A curiosidade de Ava era nítida, refletindo-se em cada palavra cuidadosamente escolhida, mas ela entendia que Doris podia não saber muita coisa.

— Tudo bem… mas me diz uma coisa. Por quanto tempo eu e o Hector somos noivos?

Doris sente um nó se formar em sua garganta a cada pergunta que Ava proferia.

— Há bastante tempo — responde, tentando manter a voz estável.

— Mas quanto tempo exatamente?

— Eu… eu não sei ao certo — Doris gagueja, a pressão das perguntas a faz desviar o olhar. — Que tal a senhora aproveitar para relaxar no banho agora? Pode deixar essas perguntas para quando o senhor Hector chegar.

A sugestão de Doris alimenta um tom de urgência. Ela queria sair dali e fugir de todas aquelas mentiras.

— Para onde ele foi? — pergunta Ava.

— Eu não sei. Possivelmente foi resolver algo importante no escritório.

— Qual é a profissão do Hector?

— Ele é o CEO de uma grande empresa.

— Que tipo de empresa? — questiona, tentando se lembrar de algo, mas não consegue.

— Uma imobiliária — explica. — Ele é um homem muito importante. A senhora tem sorte de ter um noivo como ele.

— Queria me lembrar dele… mas para mim, o Hector não passa de um estranho. — murmura.

— Vou aproveitar enquanto você está aqui, para arrumar o quarto — diz Doris, querendo fugir de todas aquelas perguntas.

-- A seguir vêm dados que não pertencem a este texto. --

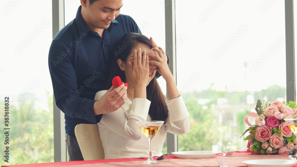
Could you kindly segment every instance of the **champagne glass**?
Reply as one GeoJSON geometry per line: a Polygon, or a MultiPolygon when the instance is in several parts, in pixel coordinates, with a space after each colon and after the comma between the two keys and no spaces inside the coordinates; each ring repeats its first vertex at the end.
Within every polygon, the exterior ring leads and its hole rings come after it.
{"type": "MultiPolygon", "coordinates": [[[[289,125],[289,127],[290,127],[292,132],[295,135],[295,136],[297,136],[297,118],[285,118],[284,120],[289,125]]],[[[297,156],[297,152],[296,152],[295,156],[297,156]]],[[[291,159],[292,157],[293,157],[292,155],[289,156],[289,158],[290,159],[291,159]]]]}
{"type": "Polygon", "coordinates": [[[136,121],[135,122],[140,128],[144,135],[148,139],[149,146],[149,155],[148,160],[142,163],[144,164],[154,164],[160,162],[154,160],[151,156],[151,139],[156,135],[160,127],[162,126],[164,121],[136,121]]]}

Mas, quando está prestes a sair, Doris escuta a voz de Ava, dizendo:

— Você poderia trazer algumas fotos minhas e do Hector? Talvez elas auxiliem a me lembrar de algo.

A pergunta a deixa surpresa, mas ela responde com naturalidade:

— Claro, senhora. Farei isso agora mesmo — diz, quase aliviada por ter uma desculpa para sair daquele ambiente cheio de mentiras.